Charles Owens
Great Bay Software, Inc.
v: 603.617.4844   m: 603.866.0860

On 6/22/12 10:22 AM, John Baldwin wrote:
On Thursday, June 21, 2012 10:36:04 pm Charles Owens wrote:
On 6/15/12 8:04 AM, John Baldwin wrote:
On Friday, June 15, 2012 12:28:59 am Charles Owens wrote:
Hello FreeBSD folk,

We're seeing what appears to be a storage performance regression as we
try to move from 8.1 (i386) to 8.3.   We looked at 8.2 also and it
appears that the regression happened between 8.1 and 8.2.

Our system is an Intel S5520UR Server with 12 GB RAM, dual 4-core CPUs.
Storage is a LSI MegaSAS 1078 controller (mfi) in a RAID-10
configuration, using UFS + geom_journal for filesystem.

Postgresql performance, as seen via pgbench, dropped by approx 20%.
This testing was done with our usual PAE-enabled kernels.  We then went
back to GENERIC kernels and did comparisons using "bonnie", results
below.  Following that is a kernel boot log.

Notably, we're seeing this regression only with our RAID mfi(4) based
systems.  Notably, from looking at FreeBSD source changelogs it appears
that the mfi(4) code has seen some changes since 8.1.
Between 8.1 and 8.2 mfi has not had any significant changes.  The only changes
made to sys/dev/mfi were to add a new constant:

svn diff svn+ssh://svn.freebsd.org/base/releng/8.1/sys/dev/mfi
svn+ssh://svn.freebsd.org/base/releng/8.2/sys/dev/mfi
Index: mfireg.h
===================================================================
--- mfireg.h    (.../8.1/sys/dev/mfi)   (revision 237134)
+++ mfireg.h    (.../8.2/sys/dev/mfi)   (revision 237134)
@@ -975,7 +975,9 @@
          MFI_PD_STATE_OFFLINE = 0x10,
          MFI_PD_STATE_FAILED = 0x11,
          MFI_PD_STATE_REBUILD = 0x14,
-       MFI_PD_STATE_ONLINE = 0x18
+       MFI_PD_STATE_ONLINE = 0x18,
+       MFI_PD_STATE_COPYBACK = 0x20,
+       MFI_PD_STATE_SYSTEM = 0x40
   };
union mfi_ld_ref {

The difference in write performance must be due to something else.  You
mentioned you are using UFS + gjournal.  I think gjournal uses BIO_FLUSH, so I
wonder if this is related:

------------------------------------------------------------------------
r212939 | gibbs | 2010-09-20 19:39:00 -0400 (Mon, 20 Sep 2010) | 61 lines

MFC 212160:

Correct bioq_disksort so that bioq_insert_tail() offers barrier semantic.
Add the BIO_ORDERED flag for struct bio and update bio clients to use it.

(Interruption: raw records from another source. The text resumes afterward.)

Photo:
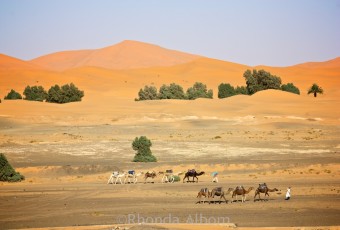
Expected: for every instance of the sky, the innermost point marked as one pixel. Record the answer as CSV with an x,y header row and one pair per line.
x,y
251,32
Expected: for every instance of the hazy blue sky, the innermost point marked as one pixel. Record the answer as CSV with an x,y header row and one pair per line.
x,y
270,32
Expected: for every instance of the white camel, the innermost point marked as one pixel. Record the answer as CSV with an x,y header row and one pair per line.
x,y
134,176
169,176
118,177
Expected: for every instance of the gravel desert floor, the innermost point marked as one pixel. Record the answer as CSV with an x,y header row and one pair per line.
x,y
67,169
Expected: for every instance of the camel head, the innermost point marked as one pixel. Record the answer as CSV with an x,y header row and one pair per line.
x,y
230,190
200,173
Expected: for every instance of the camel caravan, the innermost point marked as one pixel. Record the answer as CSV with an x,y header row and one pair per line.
x,y
167,176
206,195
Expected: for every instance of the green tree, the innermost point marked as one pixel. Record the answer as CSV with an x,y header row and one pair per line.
x,y
64,94
199,90
172,91
7,173
315,89
148,93
35,93
241,90
13,95
290,87
142,146
225,90
260,80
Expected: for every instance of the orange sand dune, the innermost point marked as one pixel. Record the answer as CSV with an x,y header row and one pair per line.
x,y
125,55
11,63
109,91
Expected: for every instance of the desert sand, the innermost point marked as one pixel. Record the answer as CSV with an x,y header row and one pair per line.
x,y
67,152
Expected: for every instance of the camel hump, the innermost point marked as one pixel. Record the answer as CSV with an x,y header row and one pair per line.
x,y
218,189
240,187
262,186
205,190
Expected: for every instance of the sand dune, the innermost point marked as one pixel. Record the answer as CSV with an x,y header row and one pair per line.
x,y
125,55
11,63
113,91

The barrier semantics of bioq_insert_tail() were broken in two ways:

   o In bioq_disksort(), an added bio could be inserted at the head of
     the queue, even when a barrier was present, if the sort key for
     the new entry was less than that of the last queued barrier bio.

   o The last_offset used to generate the sort key for newly queued bios
     did not stay at the position of the barrier until either the
     barrier was de-queued, or a new barrier (which updates last_offset)
     was queued.  When a barrier is in effect, we know that the disk
     will pass through the barrier position just before the
     "blocked bios" are released, so using the barrier's offset for
     last_offset is the optimal choice.

sys/geom/sched/subr_disk.c:
sys/kern/subr_disk.c:
          o Update last_offset in bioq_insert_tail().

          o Only update last_offset in bioq_remove() if the removed bio is
            at the head of the queue (typically due to a call via
            bioq_takefirst()) and no barrier is active.

          o In bioq_disksort(), if we have a barrier (insert_point is non-NULL),
            set prev to the barrier and cur to it's next element.  Now that
            last_offset is kept at the barrier position, this change isn't
            strictly necessary, but since we have to take a decision branch
            anyway, it does avoid one, no-op, loop iteration in the while
            loop that immediately follows.

          o In bioq_disksort(), bypass the normal sort for bios with the
            BIO_ORDERED attribute and instead insert them into the queue
            with bioq_insert_tail().  bioq_insert_tail() not only gives
            the desired command order during insertion, but also provides
            barrier semantics so that commands disksorted in the future
            cannot pass the just enqueued transaction.

sys/sys/bio.h:
          Add BIO_ORDERED as bit 4 of the bio_flags field in struct bio.

sys/cam/ata/ata_da.c:
sys/cam/scsi/scsi_da.c
          Use an ordered command for SCSI/ATA-NCQ commands issued in
          response to bios with the BIO_ORDERED flag set.

sys/cam/scsi/scsi_da.c
          Use an ordered tag when issuing a synchronize cache command.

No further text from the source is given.